# Auf jeden Fall



## tutyses

hola alguien me puede explicar que significa Auf jeden fall? la escucho muy seguido y no entiendo que es, me dijieron que es como algo ironico cuando pasa algo malo o algo asi pero sigo sin entender

gracias


----------



## marcoszorrilla

El significado que yo conozco es: *En cualquier caso, en todo caso.
*
Espera otras opiniones.


----------



## zullym

Es lo que Marcos dijo, "En cualquier caso," pero literalmente es "En todo caso." que viene a lo mismo.


----------



## aguachirli

También lo puedes traducir como „de eso puedes estar seguro)
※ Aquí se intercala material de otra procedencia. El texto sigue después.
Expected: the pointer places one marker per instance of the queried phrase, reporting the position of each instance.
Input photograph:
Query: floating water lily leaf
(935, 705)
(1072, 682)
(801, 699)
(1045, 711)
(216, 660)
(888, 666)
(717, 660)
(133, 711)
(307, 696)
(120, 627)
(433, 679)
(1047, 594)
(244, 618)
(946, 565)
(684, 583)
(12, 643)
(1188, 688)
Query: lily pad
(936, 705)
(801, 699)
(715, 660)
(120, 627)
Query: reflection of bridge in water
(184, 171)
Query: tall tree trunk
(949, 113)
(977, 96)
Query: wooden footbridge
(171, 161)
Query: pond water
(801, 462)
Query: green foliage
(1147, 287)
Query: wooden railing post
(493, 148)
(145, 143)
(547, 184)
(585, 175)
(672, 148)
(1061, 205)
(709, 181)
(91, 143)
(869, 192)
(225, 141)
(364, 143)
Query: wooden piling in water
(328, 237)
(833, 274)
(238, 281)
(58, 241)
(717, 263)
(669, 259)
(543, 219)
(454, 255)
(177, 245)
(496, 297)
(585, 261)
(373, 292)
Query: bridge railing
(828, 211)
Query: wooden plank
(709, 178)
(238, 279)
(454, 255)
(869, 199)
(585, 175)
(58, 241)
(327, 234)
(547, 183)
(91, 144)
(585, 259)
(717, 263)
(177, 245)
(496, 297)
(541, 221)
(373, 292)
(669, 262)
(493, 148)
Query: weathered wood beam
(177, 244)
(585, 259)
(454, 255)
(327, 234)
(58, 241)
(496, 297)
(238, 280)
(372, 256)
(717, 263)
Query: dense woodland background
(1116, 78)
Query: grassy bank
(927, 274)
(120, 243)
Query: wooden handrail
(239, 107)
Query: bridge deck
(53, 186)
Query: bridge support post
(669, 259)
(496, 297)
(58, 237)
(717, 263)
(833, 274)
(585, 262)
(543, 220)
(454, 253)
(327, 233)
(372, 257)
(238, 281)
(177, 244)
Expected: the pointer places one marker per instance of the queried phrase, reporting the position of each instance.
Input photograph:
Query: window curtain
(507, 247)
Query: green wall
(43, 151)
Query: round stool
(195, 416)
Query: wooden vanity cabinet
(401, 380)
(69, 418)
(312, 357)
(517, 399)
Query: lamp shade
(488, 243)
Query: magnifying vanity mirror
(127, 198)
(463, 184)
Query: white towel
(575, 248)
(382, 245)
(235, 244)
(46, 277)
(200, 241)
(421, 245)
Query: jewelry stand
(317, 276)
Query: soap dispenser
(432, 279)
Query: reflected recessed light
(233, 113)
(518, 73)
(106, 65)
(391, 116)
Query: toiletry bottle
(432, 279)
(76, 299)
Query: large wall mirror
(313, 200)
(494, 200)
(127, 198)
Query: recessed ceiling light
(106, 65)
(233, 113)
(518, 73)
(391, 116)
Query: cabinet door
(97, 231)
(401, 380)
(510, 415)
Kommst 	du morgen mit ins Kino? (Vienes mañana al cine?)
Auf 	jeden Fall (De eso puedes estar seguro)
 Coloquialmente se podría contestar también „Auf jeden“.


----------



## tutyses

Mm claro eso era lo que yo sabia pero el otro dia un amigo se tropezo y otro amigo dijo Auf jeden fall :S en ese contexto puede significar otra cosa?


----------



## aguachirli

Pues nunca lo había escuchado así. Igual en ese contexto quiere decir algo como "estaba claro". De todas formas, "Fall" significa también "caída", igual van por allí los tiros ...


----------



## zullym

Tutyses,  en ese contexto es completamente diferente, hasta el auf cambia de significado y lo que quiere decir es Por cada caída.......  o Después de cada caída.......   Espera lo bueno después de lo malo, o algo así.

El contexto es todo.


----------



## Spharadi

En el contexto que tú mencionas se trata de un juego de palabras intraducible al castellano y por supuesto el sentido es irónico. La palabra clave en este Wortspiel es "Fall", que como lo ha señalado zullym quiere decir además de "caso" también "caida".  
Es un poco similar al verbo "acaecer" donde la etimologia de "caer" se ha preservado aunque ya no en el significado.


----------